When something doesn't work (troubleshooting)
Most problems have a simple cause. Here are the most common ones:
command not found: whisper - you're calling Whisper directly without activating the environment. The easiest fix is to use the wt function (it reaches Whisper right inside the venv). If you want to run whisper directly, activate the venv first:
source ~/whisper-env/bin/activate
command not found: wt - you added the function, but the shell hasn't loaded it yet. Run source ~/.zshrc, or open a new Terminal.

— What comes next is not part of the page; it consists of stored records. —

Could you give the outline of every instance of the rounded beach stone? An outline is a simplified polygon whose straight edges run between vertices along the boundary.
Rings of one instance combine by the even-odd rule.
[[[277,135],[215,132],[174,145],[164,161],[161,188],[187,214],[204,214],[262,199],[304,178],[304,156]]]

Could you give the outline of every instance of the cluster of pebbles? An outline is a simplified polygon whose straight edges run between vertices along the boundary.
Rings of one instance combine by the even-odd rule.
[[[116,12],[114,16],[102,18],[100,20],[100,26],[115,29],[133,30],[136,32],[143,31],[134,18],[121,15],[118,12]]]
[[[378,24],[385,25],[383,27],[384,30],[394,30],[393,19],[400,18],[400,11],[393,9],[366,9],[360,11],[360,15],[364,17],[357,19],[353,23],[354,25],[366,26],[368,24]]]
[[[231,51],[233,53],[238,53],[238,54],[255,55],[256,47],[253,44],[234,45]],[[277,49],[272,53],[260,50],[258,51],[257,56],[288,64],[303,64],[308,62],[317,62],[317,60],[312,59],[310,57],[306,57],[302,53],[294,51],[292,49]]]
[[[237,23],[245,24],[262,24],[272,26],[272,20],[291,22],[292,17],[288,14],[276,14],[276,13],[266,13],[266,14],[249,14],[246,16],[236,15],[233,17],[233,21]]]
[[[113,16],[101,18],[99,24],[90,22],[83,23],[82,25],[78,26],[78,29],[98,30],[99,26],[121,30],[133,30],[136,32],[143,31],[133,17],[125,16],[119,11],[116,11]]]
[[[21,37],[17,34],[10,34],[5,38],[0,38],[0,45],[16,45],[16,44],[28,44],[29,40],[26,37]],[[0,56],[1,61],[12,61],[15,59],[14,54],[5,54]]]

command not found: brew - Homebrew isn't in your PATH. Add it as described in the PATH step above and restart Terminal.
The transcription is inaccurate - try a larger model and make sure you've set the language:
whisper nazev-souboru.mp3 --language Czech --model medium
For maximum quality, reach for --model large.
The installation or first transcription takes a long time - that's fine. The first time you use each model, that model gets downloaded (large is roughly 3 GB). Once it's on your disk, further transcriptions are instant.
Command cheat sheet
Here's a compact cheat sheet you can copy anytime:
# One-time setup: add the function to ~/.zshrc and load it (source ~/.zshrc)
wt() {
~/whisper-env/bin/whisper "$@"
}
# Basic transcription
wt soubor.mp3 --language Czech
# Transcription with a specific model and output
wt soubor.mp3 --language Czech --model small --output_format txt
# Save to a folder
wt soubor.mp3 --language Czech --output_dir ~/Desktop/prepisy
Next time an hour-long interview or a recorded meeting lands on your phone, you won't open any paid service or upload anything anywhere - you'll just open Terminal, run wt, and let your Mac handle the transcription on its own. Privately and for free.